Have you ever been faced with a really hard choice, you know, that one where you have already wracked your brains out but can’t seem to know which path to take?
Well, I am in that place right now.
While my career is at it’s greatest right now, I can’t help but feel like I want to stop. I want to live my life. I have had enough of the night schedules and I want to be able to see my husband and take care of him. I want to start working on our marriage. Not that we’re in a rut, it’s just that, we don’t see each other most of the week because of our schedules, we don’t get to talk about us, our lives, our dreams and our future.

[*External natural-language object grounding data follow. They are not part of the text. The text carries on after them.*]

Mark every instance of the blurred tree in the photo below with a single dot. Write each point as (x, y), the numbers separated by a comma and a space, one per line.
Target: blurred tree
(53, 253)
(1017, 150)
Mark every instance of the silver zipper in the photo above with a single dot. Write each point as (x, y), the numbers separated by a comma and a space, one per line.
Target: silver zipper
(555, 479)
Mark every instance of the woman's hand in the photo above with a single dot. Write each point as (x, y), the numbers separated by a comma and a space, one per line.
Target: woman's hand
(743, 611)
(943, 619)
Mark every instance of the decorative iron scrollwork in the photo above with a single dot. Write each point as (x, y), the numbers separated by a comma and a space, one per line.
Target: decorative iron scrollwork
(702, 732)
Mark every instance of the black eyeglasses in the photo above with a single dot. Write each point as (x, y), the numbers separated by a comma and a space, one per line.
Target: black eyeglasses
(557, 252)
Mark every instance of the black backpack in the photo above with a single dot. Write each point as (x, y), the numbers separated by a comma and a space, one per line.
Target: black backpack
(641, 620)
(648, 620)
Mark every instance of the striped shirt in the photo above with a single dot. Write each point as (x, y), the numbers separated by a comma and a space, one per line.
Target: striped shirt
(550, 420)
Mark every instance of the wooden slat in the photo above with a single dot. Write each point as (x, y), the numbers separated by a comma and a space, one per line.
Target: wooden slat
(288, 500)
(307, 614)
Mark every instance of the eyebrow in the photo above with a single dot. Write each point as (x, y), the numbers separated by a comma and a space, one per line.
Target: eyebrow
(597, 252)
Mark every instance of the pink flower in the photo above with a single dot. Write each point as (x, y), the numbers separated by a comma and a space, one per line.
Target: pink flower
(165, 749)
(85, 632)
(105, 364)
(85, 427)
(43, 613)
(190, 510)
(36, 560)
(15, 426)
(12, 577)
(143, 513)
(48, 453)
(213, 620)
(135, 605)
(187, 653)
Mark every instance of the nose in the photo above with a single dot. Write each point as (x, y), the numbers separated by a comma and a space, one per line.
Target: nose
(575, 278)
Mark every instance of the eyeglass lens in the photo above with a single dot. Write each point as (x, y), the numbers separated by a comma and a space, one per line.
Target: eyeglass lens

Also, I am not happy with where I am now. I am honestly hating my job and regret ever applying for that promotion. I don’t hate the tasks that i have to do, that is not the main thing. No job is easy and I am willing to work my ass off at something I know is important and crucial to the account and the company. The one thing I really hate is working with obviously stupid people - not within my team though - just wanted to clear that out. It’s with this person who holds a high position and yet is so clueless of how things work. On top of that, he is so stubborn and would only listen to his own ideas and thoughts. I just really hate it and it is enough to make me want to leave.
All these reasons piling up and making me really want to leave. But, (yes there’s a but, there always is) with me and the husband finally deciding to move out to a place of our own, I can’t just leave work. We need both our salaries to be able to survive. Aarg! Thinking about this now is giving me a headache. Darn!